Given that excess cohesion establishment activity is not grossly detrimental to yeast cell viability, why has an intricate system evolved to inhibit it? Since cells establish new genome-wide cohesion upon DNA damage, the cohesion removal system has likely developed a tolerance to some excess cohesion. This could be achieved by an excess of separase activity, for example. Indeed, we found that a reduction in separase activity (the esp1-2 mutation) had little effect on the viability of ECO1-4A cells (). However, we did observe defects in ECO1-4A esp1-2 cells delayed in mitosis by the spindle checkpoint, suggesting that separase activity becomes limiting when ECO1-4A cells accumulate too much cohesion during a metaphase delay. Moreover, we observed a loss of sister separation synchrony in ECO1-4A cells that was greatly enhanced when ECO1-4A was combined with a separase mutation. Yeast cells have therefore evolved both an excess of separase activity and a mechanism to temporally inhibit cohesion establishment to ensure robust and efficient cohesion removal at the onset of anaphase.

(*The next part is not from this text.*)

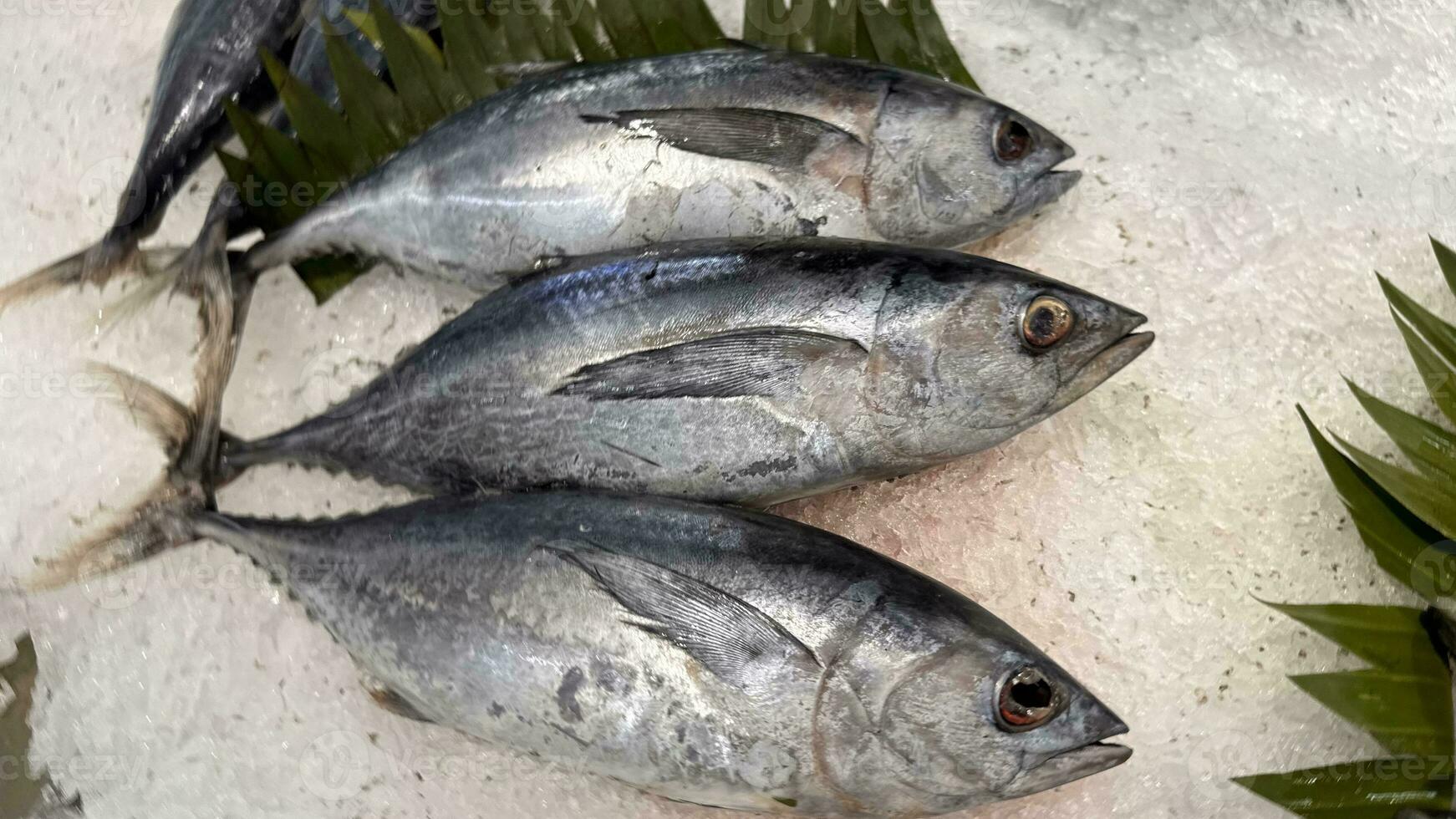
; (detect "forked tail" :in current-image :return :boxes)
[0,238,183,313]
[29,230,237,589]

The regulatory mechanism we uncovered might be conserved in other eukaryotes. Vertebrate homologs of Eco1 are phosphorylated during mitosis (Hou and Zou, 2005
; Lafont et al., 2010
; Olsen et al., 2010
). The positions of Cdk1 consensus sites are not precisely conserved beyond the most closely related yeasts, but multiple Cdk1 motifs are present at some location in the N-terminus of most homologs. Given that the phosphorylation of Eco1 seems to serve only as an interaction motif for Cdc4, the exact position of the Cdk1 sites would be under less selective pressure to remain fixed through evolution (Holt et al., 2009
). If the regulation of cohesion establishment in the cell cycle is conserved, it would be interesting to study the effect of an Eco1 phosphomutant in organisms that use a prophase pathway to remove cohesion from chromosome arms prior to anaphase (Sumara et al., 2000
), as these cells may be more sensitive to persistent establishment activity. Additionally, because mutations in human Eco1 homologs have been implicated in certain cancers (Ryu et al., 2007
; Luedeke et al., 2009
), it will also be important to pursue the intriguing possibility that defects in Eco1 regulation generate chromosomal instability and thereby facilitate tumor evolution.